Zig Ziglar used to have his audience do an exercise to illustrate the point. He tells people to describe their watches without looking at them. Most of the time, they couldn’t say much more than the brand and analog or digital; their own watch that’s on their wrist. What do each of the buttons say? Are there roman numerals or numbers? What’s at the 12-o’clock position? And so on. Next, he has them look at their watch to see how much detail they’ve missed with something that they likely look at many times each day. Last, he asks what time it was, and most people couldn’t say because they were too focused on everything else.
The only watch I wear is my gps watch, and only while I’m running. I look at it quite often while running —probably too often— but I still find myself having to look again right away because I didn’t see something that I wanted to know.

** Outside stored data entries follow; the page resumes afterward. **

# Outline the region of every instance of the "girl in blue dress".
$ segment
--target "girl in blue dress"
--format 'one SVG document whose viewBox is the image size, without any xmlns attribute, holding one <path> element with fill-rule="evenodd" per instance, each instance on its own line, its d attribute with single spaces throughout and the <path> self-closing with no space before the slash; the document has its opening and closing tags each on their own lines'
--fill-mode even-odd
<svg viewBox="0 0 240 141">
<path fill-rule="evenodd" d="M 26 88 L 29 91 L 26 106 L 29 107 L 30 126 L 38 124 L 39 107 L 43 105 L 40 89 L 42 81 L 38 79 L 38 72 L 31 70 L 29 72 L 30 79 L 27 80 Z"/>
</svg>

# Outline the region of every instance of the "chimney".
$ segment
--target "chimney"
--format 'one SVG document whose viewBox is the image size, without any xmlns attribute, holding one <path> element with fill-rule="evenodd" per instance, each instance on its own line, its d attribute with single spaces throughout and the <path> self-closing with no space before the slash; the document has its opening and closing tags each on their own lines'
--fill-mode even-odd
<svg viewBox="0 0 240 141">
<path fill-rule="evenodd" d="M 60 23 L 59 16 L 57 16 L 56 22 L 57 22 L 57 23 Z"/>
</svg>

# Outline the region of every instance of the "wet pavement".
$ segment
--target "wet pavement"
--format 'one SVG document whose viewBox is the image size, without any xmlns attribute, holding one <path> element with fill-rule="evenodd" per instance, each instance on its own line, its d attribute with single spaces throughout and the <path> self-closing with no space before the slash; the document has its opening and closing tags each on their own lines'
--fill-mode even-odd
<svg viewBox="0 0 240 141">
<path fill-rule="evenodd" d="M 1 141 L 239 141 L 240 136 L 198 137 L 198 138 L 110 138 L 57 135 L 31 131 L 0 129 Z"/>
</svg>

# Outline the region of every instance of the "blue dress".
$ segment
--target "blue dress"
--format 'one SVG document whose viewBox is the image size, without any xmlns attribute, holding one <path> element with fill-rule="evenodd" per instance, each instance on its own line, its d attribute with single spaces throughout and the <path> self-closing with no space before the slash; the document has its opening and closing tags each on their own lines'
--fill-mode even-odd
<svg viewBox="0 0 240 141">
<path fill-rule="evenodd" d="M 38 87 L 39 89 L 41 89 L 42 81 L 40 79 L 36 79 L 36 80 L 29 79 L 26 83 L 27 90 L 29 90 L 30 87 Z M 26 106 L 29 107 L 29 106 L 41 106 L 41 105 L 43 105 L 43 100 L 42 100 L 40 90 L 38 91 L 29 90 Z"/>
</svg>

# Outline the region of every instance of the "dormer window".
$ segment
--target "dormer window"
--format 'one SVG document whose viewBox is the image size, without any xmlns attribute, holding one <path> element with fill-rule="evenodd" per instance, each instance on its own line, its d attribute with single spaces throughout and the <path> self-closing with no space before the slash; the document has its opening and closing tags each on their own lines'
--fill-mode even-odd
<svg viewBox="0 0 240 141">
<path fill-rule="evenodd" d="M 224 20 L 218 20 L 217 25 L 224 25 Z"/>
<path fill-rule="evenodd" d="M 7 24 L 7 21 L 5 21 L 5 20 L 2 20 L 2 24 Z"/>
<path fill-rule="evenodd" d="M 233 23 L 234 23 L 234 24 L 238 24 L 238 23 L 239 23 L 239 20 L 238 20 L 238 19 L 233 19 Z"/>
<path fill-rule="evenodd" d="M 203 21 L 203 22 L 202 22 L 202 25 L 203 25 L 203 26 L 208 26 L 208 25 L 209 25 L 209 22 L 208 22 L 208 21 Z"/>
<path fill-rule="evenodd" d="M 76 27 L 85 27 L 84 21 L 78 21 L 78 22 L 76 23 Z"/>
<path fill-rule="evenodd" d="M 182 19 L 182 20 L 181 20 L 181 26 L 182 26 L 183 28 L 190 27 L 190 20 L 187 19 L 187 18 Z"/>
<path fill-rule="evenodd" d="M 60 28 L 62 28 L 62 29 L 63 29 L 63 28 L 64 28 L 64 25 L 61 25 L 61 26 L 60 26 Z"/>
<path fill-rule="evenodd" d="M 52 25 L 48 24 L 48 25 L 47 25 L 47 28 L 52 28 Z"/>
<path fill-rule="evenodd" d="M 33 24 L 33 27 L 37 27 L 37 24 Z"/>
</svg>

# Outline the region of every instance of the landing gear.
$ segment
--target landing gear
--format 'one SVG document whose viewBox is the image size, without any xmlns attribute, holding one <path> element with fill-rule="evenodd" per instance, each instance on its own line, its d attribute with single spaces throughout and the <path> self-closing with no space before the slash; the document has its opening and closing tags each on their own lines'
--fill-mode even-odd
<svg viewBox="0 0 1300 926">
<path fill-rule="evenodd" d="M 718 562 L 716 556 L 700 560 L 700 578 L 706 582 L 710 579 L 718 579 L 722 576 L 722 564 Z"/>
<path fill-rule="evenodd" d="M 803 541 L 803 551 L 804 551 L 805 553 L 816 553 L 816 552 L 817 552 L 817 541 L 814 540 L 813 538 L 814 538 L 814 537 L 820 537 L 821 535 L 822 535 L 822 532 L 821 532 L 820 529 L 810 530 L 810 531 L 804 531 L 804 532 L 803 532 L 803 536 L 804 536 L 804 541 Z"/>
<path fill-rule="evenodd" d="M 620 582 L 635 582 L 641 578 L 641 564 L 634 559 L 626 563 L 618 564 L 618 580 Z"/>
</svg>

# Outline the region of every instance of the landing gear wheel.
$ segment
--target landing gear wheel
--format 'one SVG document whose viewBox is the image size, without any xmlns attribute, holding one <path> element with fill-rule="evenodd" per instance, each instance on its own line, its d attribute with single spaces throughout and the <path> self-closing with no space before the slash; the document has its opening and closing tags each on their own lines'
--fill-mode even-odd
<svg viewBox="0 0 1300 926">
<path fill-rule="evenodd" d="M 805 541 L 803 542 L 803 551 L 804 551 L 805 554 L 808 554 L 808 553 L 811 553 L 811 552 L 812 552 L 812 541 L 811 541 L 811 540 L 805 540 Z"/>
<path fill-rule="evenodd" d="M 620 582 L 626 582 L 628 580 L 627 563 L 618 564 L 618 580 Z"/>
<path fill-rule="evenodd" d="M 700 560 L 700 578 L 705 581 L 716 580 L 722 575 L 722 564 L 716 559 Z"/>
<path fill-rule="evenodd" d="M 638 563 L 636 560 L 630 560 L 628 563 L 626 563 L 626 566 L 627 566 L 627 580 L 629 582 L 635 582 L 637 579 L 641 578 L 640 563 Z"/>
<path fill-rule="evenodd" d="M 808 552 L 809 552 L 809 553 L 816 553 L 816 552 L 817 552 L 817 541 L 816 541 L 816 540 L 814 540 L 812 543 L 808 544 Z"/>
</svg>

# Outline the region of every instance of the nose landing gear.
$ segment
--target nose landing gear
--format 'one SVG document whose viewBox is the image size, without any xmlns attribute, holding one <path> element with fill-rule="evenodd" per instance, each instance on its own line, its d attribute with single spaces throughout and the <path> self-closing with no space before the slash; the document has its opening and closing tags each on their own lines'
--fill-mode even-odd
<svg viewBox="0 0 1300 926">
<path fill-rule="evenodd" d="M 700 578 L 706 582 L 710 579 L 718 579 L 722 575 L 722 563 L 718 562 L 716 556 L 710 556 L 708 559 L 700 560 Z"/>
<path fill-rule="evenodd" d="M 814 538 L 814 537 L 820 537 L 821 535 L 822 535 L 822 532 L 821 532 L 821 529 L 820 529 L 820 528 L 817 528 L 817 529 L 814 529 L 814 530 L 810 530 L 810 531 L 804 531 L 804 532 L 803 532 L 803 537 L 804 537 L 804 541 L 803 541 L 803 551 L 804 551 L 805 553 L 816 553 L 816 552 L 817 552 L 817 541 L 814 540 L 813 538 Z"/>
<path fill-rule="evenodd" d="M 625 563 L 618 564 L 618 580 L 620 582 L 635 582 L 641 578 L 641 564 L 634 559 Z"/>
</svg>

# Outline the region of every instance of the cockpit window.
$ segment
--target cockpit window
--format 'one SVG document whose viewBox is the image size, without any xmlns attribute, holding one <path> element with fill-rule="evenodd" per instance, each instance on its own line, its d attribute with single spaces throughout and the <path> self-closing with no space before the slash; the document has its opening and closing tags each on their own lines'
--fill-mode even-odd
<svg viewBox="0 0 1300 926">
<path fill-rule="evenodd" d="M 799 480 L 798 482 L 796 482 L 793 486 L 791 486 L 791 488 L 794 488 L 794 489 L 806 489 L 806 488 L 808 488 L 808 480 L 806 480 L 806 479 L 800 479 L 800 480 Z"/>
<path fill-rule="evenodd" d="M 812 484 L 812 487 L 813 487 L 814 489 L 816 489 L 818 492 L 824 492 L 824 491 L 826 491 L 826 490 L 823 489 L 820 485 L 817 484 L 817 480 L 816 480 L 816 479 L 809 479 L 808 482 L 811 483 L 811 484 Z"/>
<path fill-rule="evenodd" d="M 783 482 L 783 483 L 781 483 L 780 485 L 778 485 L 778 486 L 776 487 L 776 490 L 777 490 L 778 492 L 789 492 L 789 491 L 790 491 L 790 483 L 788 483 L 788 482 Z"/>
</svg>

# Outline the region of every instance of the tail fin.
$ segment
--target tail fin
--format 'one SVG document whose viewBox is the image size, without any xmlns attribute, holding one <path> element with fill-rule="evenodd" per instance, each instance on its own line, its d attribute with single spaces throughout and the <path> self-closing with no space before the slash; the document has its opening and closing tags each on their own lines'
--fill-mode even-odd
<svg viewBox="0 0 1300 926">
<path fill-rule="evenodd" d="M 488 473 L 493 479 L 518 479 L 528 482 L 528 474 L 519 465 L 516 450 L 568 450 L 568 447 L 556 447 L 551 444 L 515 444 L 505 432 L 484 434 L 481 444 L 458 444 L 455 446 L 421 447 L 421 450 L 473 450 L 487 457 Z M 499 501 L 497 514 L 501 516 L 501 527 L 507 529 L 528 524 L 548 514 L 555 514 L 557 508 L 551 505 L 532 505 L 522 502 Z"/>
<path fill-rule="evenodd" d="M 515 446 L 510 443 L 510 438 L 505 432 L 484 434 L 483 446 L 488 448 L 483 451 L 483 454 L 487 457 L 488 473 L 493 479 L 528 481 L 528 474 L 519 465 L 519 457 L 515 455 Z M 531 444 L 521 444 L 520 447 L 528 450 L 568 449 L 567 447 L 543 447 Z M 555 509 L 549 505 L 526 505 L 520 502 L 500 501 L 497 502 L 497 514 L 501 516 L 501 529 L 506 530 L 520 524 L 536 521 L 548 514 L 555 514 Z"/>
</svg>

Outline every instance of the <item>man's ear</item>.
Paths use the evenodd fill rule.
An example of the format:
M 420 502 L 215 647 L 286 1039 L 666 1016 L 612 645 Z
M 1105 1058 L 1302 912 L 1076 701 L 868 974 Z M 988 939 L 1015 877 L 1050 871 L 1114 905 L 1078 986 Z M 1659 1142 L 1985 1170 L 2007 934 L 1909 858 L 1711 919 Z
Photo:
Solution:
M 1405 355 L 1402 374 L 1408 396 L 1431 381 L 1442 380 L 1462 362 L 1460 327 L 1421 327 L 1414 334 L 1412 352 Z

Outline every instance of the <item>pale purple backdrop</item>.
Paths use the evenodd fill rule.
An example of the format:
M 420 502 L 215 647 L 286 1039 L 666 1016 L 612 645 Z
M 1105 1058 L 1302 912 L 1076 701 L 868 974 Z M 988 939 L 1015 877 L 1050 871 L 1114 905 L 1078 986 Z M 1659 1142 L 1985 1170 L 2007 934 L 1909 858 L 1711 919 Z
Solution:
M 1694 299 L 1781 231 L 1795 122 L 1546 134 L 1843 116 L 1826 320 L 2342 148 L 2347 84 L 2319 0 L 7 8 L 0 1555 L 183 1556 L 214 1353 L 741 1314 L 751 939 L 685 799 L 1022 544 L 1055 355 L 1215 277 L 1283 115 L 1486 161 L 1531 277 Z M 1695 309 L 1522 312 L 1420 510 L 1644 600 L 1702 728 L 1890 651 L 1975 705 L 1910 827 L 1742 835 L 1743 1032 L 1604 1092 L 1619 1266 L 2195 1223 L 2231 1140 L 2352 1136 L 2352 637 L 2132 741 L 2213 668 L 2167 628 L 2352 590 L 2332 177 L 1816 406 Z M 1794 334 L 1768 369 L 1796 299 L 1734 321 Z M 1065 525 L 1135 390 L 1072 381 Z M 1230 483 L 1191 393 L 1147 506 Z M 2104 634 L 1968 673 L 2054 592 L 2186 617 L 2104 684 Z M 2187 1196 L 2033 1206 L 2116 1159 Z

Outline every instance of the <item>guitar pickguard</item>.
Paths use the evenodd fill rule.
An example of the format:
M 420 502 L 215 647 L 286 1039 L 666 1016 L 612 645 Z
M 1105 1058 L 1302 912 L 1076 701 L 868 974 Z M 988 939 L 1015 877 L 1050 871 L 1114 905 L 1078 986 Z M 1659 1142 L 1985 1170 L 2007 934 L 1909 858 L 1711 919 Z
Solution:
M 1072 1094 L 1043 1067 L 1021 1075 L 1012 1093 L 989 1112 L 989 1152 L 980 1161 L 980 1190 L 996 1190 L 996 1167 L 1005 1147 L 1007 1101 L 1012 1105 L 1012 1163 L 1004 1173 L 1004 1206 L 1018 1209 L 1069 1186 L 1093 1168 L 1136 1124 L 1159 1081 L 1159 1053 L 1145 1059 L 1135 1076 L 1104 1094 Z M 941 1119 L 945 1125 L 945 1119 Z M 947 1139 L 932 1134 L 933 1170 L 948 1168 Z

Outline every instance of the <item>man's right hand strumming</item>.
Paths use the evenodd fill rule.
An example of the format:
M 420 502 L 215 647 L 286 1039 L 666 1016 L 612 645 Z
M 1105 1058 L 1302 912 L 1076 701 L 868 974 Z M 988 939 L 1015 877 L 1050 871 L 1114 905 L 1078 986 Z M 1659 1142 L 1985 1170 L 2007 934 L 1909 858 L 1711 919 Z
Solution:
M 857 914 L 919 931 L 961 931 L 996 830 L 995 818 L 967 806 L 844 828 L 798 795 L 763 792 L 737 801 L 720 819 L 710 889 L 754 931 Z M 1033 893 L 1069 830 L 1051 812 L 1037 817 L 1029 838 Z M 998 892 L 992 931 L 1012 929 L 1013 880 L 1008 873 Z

Without looking, I also couldn’t tell you much about any text or markings on the bezel, even after I’ve looked at it probably thousands of times.
The reason was that even with all that looking, I wasn’t seeing. It was certainly all in my “visual ray”, but most of it was outside of my “intellectual ray” at the time. That’s not always a bad thing, though. If we were perfectly aware of everything within our field of view, it could quickly overwhelm the mind. So our minds have to try to decide what’s important, what’s worth actually noticing.
All we can try to do is to be more aware of what we’re looking at to truly see it.